There is always an exodus of Christians destined for meditation and prayer.
“Here unlike prosperity preachers, the Christians treasure the humility and silence when worshiping God. They do not use public address systems for their prayers to reach the creator.” said Ocopi.
Talking to the CEO of Semagulu museum, John Sempebwa was a revelation of how faith tourism is being beefed up every other day.
“We had the track of the martyrs retraced from Busega, Munyonyo through Natete and Kisenyi,” said Sempebwa. “This is just a chip off the pot as the adage goes.
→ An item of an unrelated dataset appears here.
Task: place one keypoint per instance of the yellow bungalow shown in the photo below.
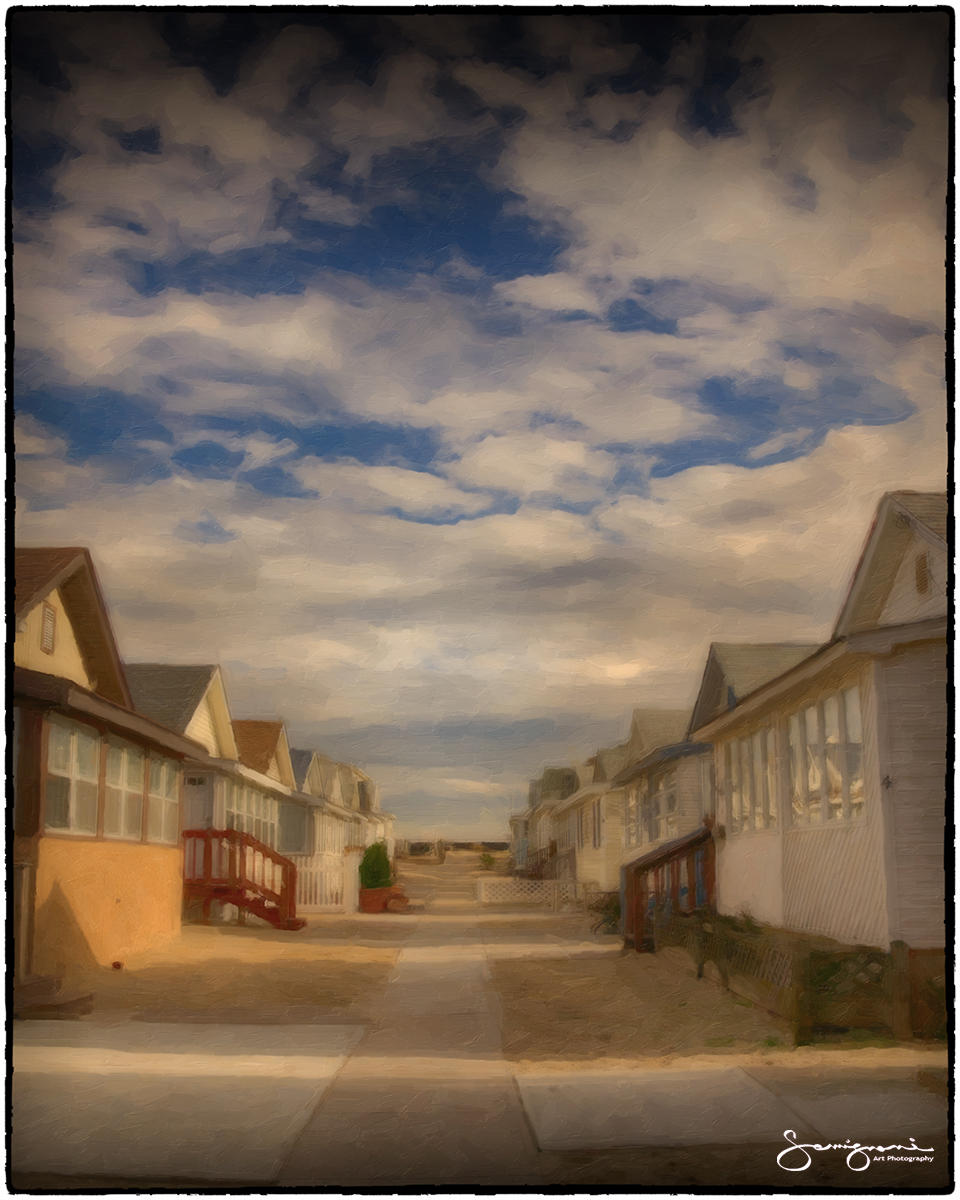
(97, 786)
Because there is the place where Bishop Hanington was killed in Mayuge.”
A Christian deep in prayer in the tiniest Church in the world. (Photo by Titus Kakembo)
For this year’s Martyr’s Day Sempebwa wishes pilgrims tone down on imbibing intoxicating beer, munching pork and making merry but rather renew their faith.
“It is a shame to the nation Uganda for pilgrims from all corners of the world coming here,” stressed Sempebwa. “To their hosts guzzling beer and wolfing meat instead of enriching their spiritual wealth.”
True to Sempebwa’s claim that faith tourism is shooting up, a look at the menu of options is evidence of the variety. There are the Ugandan Jews in Mbale, The Hindu Temple in Nakasero, Bahai Temple and The Qadaffi Mosque in Old Kampala.